BBC Gets Judge to Dismiss Lawsuit Over Use of 'Cosby Show' Clips

Carsey-Werner Co. sued for copyright infringement after clips were incorporated in a documentary titled "Bill Cosby: Fall of an American Icon."
Courtesy of Everett Collection

BBC and Sugar Films Limited have prevailed in a copyright lawsuit brought by the producer of The Cosby Show over use of clips in a documentary titled Bill Cosby: Fall of an American Icon. On Monday, a California federal judge dismissed the complaint from Carsey-Werner Company due to lack of personal jurisdiction.

Carsey-Werner filed suit in November and insisted that The Cosby Show still had commercial value. The plaintiff alleged that BBC's documentary film about sexual assault allegations directed at Cosby used too much copyrighted material without authorization.

The lawsuit seemed to set up a showdown over fair use. BBC and Sugar Films did nod to the potential defense that they made transformative use of The Cosby Show and didn't tarnish the licensing market. However, the defendants primarily attacked the complaint as coming in the wrong forum.

BBC argued no actionable infringement could possibly have taken place within a California federal court's jurisdiction because the documentary was only broadcast in the U.K., and while Fall of an American Icon was later available via the BBC’s iPlayer, "geoblocking" prevented it from being seen in the United States absent use of virtual private networks or proxy servers to evade restrictions.

The plaintiffs alleged that it was "a predictable consequence of BBC's decision to distribute [the Program] via the iPlayer that numerous individual located in California, and an even larger number of people located elsewhere in the USA, would access that website to view."

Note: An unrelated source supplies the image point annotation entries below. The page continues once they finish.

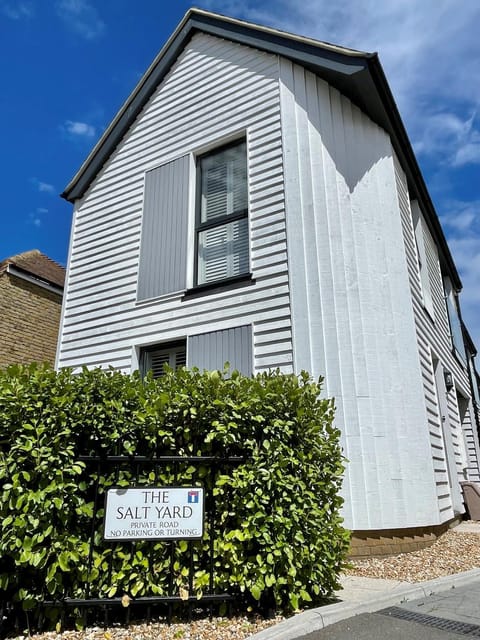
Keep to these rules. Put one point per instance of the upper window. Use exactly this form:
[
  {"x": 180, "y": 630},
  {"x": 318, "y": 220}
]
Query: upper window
[
  {"x": 222, "y": 215},
  {"x": 418, "y": 226},
  {"x": 456, "y": 332}
]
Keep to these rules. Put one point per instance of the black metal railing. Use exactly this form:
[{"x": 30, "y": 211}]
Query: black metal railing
[{"x": 91, "y": 605}]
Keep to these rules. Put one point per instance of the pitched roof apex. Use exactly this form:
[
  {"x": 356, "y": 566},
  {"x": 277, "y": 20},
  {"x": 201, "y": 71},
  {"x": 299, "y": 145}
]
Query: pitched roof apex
[
  {"x": 36, "y": 264},
  {"x": 216, "y": 24}
]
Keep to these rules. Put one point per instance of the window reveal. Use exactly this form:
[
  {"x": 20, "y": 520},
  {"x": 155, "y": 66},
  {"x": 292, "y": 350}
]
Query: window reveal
[{"x": 222, "y": 217}]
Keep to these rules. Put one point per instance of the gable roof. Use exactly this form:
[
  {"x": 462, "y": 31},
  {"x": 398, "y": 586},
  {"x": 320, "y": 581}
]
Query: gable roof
[
  {"x": 356, "y": 74},
  {"x": 36, "y": 264}
]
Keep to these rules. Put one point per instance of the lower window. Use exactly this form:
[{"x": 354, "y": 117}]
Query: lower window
[{"x": 153, "y": 359}]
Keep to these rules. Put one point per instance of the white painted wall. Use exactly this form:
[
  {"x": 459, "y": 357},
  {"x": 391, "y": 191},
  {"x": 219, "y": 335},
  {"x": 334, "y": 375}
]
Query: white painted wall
[
  {"x": 351, "y": 302},
  {"x": 446, "y": 430}
]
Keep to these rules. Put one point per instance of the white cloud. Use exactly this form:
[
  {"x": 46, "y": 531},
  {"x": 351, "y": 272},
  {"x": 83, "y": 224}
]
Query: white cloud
[
  {"x": 453, "y": 139},
  {"x": 43, "y": 187},
  {"x": 81, "y": 17},
  {"x": 16, "y": 10},
  {"x": 81, "y": 129},
  {"x": 35, "y": 218}
]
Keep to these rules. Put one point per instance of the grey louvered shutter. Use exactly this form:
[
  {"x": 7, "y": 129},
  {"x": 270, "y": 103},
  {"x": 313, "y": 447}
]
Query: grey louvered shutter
[
  {"x": 212, "y": 350},
  {"x": 163, "y": 247}
]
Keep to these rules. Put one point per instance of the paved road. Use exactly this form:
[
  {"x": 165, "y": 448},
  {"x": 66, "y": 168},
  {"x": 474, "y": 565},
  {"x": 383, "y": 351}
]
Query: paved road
[{"x": 447, "y": 616}]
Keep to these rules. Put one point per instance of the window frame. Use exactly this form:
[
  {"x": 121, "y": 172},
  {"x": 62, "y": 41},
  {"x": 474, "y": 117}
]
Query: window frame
[
  {"x": 454, "y": 319},
  {"x": 422, "y": 260},
  {"x": 169, "y": 348},
  {"x": 220, "y": 221}
]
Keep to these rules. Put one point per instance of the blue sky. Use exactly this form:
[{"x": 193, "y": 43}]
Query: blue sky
[{"x": 68, "y": 65}]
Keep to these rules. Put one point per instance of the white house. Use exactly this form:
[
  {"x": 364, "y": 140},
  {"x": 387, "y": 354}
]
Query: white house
[{"x": 256, "y": 200}]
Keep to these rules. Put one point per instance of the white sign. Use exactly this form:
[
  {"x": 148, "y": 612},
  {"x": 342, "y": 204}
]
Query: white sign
[{"x": 149, "y": 513}]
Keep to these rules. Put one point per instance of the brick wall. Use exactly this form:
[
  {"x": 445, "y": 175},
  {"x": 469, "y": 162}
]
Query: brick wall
[{"x": 29, "y": 322}]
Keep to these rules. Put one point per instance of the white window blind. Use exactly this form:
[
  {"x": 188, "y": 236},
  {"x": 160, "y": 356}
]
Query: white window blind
[
  {"x": 223, "y": 244},
  {"x": 155, "y": 359}
]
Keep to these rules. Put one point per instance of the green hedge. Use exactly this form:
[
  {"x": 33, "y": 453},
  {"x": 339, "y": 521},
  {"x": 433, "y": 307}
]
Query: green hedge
[{"x": 278, "y": 538}]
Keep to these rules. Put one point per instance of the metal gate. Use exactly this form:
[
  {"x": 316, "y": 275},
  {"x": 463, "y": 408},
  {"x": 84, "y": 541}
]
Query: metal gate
[{"x": 141, "y": 471}]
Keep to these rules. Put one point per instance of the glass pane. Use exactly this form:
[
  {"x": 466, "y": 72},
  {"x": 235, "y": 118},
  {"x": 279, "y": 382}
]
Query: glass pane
[
  {"x": 224, "y": 183},
  {"x": 223, "y": 251}
]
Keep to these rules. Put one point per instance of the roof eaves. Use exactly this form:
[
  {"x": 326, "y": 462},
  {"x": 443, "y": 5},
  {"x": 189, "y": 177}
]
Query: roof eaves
[
  {"x": 335, "y": 60},
  {"x": 30, "y": 276},
  {"x": 403, "y": 147}
]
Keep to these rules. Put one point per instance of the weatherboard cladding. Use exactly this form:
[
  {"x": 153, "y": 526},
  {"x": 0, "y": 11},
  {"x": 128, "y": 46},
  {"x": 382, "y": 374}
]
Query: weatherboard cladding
[
  {"x": 215, "y": 90},
  {"x": 356, "y": 74},
  {"x": 433, "y": 338},
  {"x": 351, "y": 306}
]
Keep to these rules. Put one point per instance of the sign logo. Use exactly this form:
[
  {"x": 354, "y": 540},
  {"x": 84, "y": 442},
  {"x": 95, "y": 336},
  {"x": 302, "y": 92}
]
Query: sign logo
[{"x": 193, "y": 497}]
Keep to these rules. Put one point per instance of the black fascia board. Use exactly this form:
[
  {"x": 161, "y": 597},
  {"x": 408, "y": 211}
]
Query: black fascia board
[
  {"x": 408, "y": 160},
  {"x": 359, "y": 76},
  {"x": 331, "y": 65}
]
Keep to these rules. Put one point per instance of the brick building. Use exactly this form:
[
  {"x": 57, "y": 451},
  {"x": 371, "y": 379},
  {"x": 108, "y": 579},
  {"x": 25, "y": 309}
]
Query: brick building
[{"x": 31, "y": 290}]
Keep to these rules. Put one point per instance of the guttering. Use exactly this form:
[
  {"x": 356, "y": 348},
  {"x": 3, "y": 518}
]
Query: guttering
[{"x": 39, "y": 282}]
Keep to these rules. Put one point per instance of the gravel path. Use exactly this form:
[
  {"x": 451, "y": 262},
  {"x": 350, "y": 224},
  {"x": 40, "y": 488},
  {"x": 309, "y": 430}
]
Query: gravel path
[{"x": 452, "y": 553}]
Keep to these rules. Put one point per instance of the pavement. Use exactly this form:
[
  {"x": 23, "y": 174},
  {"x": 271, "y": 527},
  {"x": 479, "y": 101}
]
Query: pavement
[{"x": 373, "y": 608}]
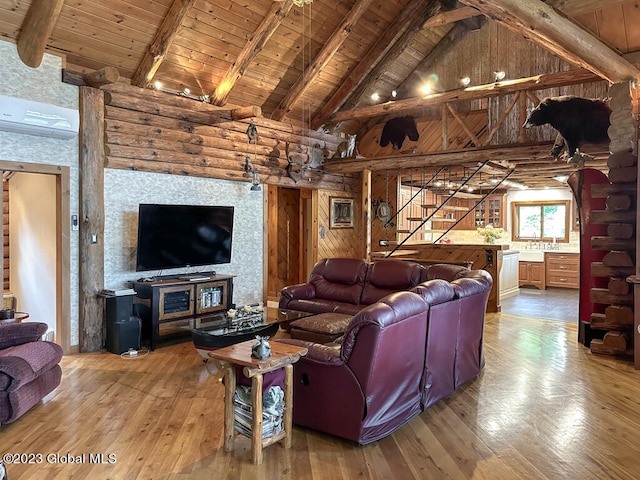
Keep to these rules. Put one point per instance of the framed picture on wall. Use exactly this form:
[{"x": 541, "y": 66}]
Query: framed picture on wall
[{"x": 340, "y": 212}]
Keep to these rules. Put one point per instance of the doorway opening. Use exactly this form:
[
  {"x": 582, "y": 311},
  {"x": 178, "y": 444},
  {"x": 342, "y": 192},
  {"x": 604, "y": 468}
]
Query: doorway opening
[{"x": 26, "y": 248}]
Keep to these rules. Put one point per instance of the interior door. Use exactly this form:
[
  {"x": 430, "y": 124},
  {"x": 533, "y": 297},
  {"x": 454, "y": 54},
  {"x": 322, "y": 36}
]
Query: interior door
[{"x": 288, "y": 238}]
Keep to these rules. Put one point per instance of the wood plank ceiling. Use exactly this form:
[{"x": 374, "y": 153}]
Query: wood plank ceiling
[{"x": 318, "y": 65}]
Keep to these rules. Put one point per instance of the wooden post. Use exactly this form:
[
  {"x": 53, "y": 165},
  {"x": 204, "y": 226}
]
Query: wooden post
[
  {"x": 366, "y": 211},
  {"x": 91, "y": 168},
  {"x": 36, "y": 29}
]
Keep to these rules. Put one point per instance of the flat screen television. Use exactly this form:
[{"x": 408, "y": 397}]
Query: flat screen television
[{"x": 174, "y": 236}]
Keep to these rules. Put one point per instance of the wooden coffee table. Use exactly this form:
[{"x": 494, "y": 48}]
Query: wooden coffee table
[{"x": 284, "y": 356}]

U.S. District Court Judge Percy Anderson agrees with BBC.

"That some California individuals may have viewed the Program does not establish that Defendants directed their conduct toward California, particularly because any viewership in California occurred despite Defendants’ intentions and their efforts to prevent it," he writes. 

The judge adds, "Unauthorized viewers outside of the United Kingdom do not provide a basis for personal jurisdiction; rather, Defendants’ relationship with California must arise out of contacts that they themselves created with the state. … Moreover, Plaintiff neither alleges nor offers actual evidence of the extent of viewership of the Program in California."

Anderson also rejects the argument that the Bill Cosby documentary was so "California-centric" as to find conduct directed at the state, and thus, jurisdiction. The judge says interviews and filming of location shots in Los Angeles aren't sufficient.

The case is dismissed without prejudice, meaning Carsey-Werner could attempt to try again and cure deficiencies. At this point, however, the case doesn't look like it's moving forward in the United States. Carsey-Werner could also try re-filing in the U.K. where the fight would likely center on "fair dealing" exceptions to intellectual property.